I would not want to suddenly raise the retirement age. For the last 30 years, we should have been indexing it to a life expectancy. If life expectancy has gone up three or four years over the past four decades, we should have been raising it at the same pace. Our current system simply responds to advances in health and rising life expectancy by shifting the balance of people’s lives toward a longer period of leisure in retirement, and somebody has to pay for all that leisure.
Z.G.: Are you surprised by criticism your first paper got?
R.G.: I think the first paper invited criticism with its unwise choice of “faltering” innovation in its subtitle. It wasn’t clear at all that I’m really making this story about the last 40 years continuing. That paper made it sound like we’re going over a cliff, toward innovation disappearing, and this new paper makes it clear that’s not what I’m focusing on.
Z.G.: We’ve had past periods where we bounced back. The 1980s weren’t great, but the 1990s were. Why not again?
R.G.: The period of the 1990s was so unique compared to the last 40 years. My view is that the invention of the Web, e-commerce and the Internet was a big thing just like any one of my favorite inventions from the late 19th century. But in the late 19th century, we had five or six dimensions, and in the late 1990s we had one invention or, at the most, two: e-commerce and communications.
Z.G.: What could lead you to brighten your outlook about the future? Are there things we could do as a society to improve our chances?
R.G.: Policy recommendations are explicitly prohibited from NBER working papers. But when I give a speech, I can have my list of policy improvements.
For demographics, index the retirement age and drastically raise legal immigration. Get rid of the problem of illegal immigration by just letting more people into the country. I like to talk about the late 19th century as a model when there were no passports at all. That’s demographics.

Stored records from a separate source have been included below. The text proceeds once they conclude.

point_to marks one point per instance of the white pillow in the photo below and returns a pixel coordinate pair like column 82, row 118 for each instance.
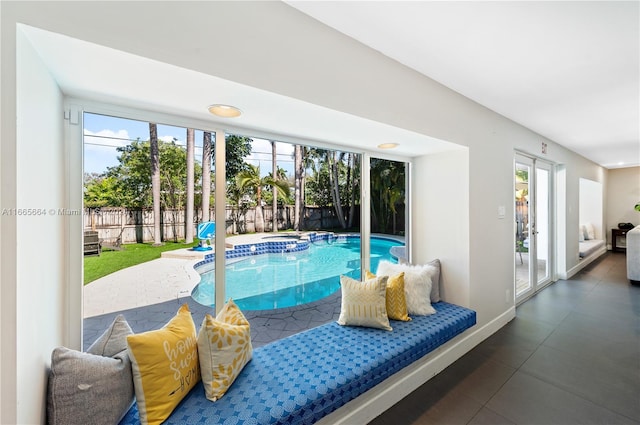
column 417, row 285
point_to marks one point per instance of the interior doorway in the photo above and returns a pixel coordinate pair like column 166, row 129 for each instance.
column 533, row 186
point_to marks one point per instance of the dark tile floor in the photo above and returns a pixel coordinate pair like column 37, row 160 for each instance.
column 571, row 356
column 266, row 325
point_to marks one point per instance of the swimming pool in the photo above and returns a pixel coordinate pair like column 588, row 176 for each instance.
column 286, row 279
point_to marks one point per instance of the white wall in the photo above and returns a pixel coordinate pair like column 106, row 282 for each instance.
column 623, row 192
column 591, row 205
column 297, row 57
column 440, row 219
column 40, row 248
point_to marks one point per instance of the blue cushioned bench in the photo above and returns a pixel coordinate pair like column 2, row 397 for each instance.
column 302, row 378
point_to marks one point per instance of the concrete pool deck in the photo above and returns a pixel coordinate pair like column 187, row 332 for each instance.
column 149, row 295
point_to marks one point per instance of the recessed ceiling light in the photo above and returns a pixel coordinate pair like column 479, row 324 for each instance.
column 225, row 111
column 387, row 145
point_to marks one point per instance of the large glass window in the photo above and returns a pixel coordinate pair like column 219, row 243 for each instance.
column 292, row 216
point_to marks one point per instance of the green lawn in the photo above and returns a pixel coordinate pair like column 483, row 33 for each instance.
column 131, row 254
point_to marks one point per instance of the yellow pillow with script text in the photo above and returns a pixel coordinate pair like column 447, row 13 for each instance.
column 165, row 366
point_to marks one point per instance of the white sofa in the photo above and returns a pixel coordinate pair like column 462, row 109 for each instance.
column 633, row 255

On education, I think the first thing you can do is to change the financing of higher education -- and to do so with a nationwide value-added tax.
I don’t list the medical care problem as one of my headwinds, but going to the single-payer model would directly raise productivity in the U.S. David Cutler at Harvard has estimated that if we had the same medical care to GDP ratio as Canada, we’d have another trillion dollars a year. That’s a lot of money.
On inequality, I think it’s very intractable. But as long as it’s there, at least go back to the capital gains and dividend tax rates that we had in the early Clinton years.
And on the government debt, slow Social Security spending by raising the cap of taxable wages and raising the retirement age, and cure the Medicare problem by switching to a more efficient health-care system.
That’s not on the table realistically. But if you ask what are the things we can do to turn this around, they may not be politically realistic, but it helps put things in perspective. As a society, we’ve made these choices, but they have side effects.
Z.G.: If you had to argue against your own points, what would you say?
R.G.: Some of these numbers are guesses, and some of the numbers are rough approximations based on the past and they don’t have to continue. Maybe we reached the limits to the shift toward higher management power and giving CEOs such high pay and beating up on workers. Maybe that’s going to turn around.
And on the debt, maybe there’s no reason not to let the debt rise forever.